Meet the New boss, not at all the same as the old boss, Ridley Terminals gets a temp

There certainly seem to be no second thoughts coming out of Ottawa!

The Federal Transportation Minister hasn't wasted much time in finding someone to grab that corner office at Ridley Terminals from the recently removed Dan Veniez.

With Mr. Veniez's quotes and letters still wafting through the air (and the Internet) the Transport Minister, John Baird outlined who will steer the terminal through these testy times on an interim basis, while the government seeks out a permanent CEO and President.

Stepping into the suddenly controversial job will be Bud Smith, a former cabinet minister in the British Columbia government back in the Social Credit days. Smith was in cabinet from 1986 to 1991, a familiar name in the Kamloops area which he represented and across BC.

From his days in the hard knuckle environment of Social Credit provincial politics he went on to serve on the Boards of Directors for a number of provincial and federal Crown Corporations, included on his resume are stints with British Columbia Development Corporation (BCDC), Canada Post Corporation, and Prince Rupert Port Authority.
As well as his public and private interests, Smith found time to sit on a panel at the Fraser Institute, which chronicled the implications of the Delgamuukw decision, outlined in the Fraser Institutes report Beyond the Nass Valley. A perspective that may of interest, in light of the recent agreement signed by the now departed Mr. Veniez and the Coast Tsimshian.
Smith brings to his Ridley position some background with the workings of the Terminal from his time at the Port Authority and as well during his work with the British Columbia Development Corporation, as the Ridley lands were being assembled for development during his efforts at BCDC.

Both Minister Baird and Minister of State for Transportation Rob Merriwether had high praise for their new appointment, Merriwether who has been in the eye of the Veniez storm in particular provided the positive spin on the new arrival at Ridley. "Mr. Smith's experience and familiarity with the north coast of B.C. and the Port of Prince Rupert is of benefit to RTI, Prince Rupert, and Canadian shipping."

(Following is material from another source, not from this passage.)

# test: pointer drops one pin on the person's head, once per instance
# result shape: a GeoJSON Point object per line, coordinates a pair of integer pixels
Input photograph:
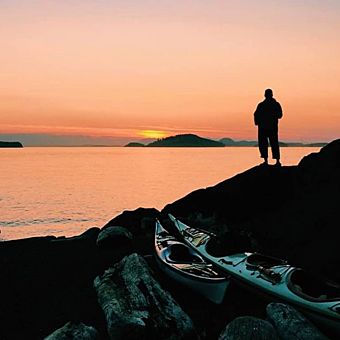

Of course, Mr. Smith is not unfamiliar to Conservatives, thanks to his appointment to the Prince Rupert Port Authority and he has been known to attend one or two Conservative functions in his past.

Mr. Smith will take on his duties immediately and will serve in the capacity of President and CEO until a new chairperson is appointed.

In a rather telling bit of descriptive theatre, the press release issued today outlines the focal point of what the government suggests Ridley is all about, the last line in particular could be taken as a rather sharp rebuke to the just departed holder of the chair and Presidency.

"The terminal was built in the early 1980's to support the development of the coal industry in Northeastern B.C."

That isn't quite the impression as to the mission statement that one would have received over the last few months, especially as the Ridley drama played out in the media leading up to Friday's definitive moment!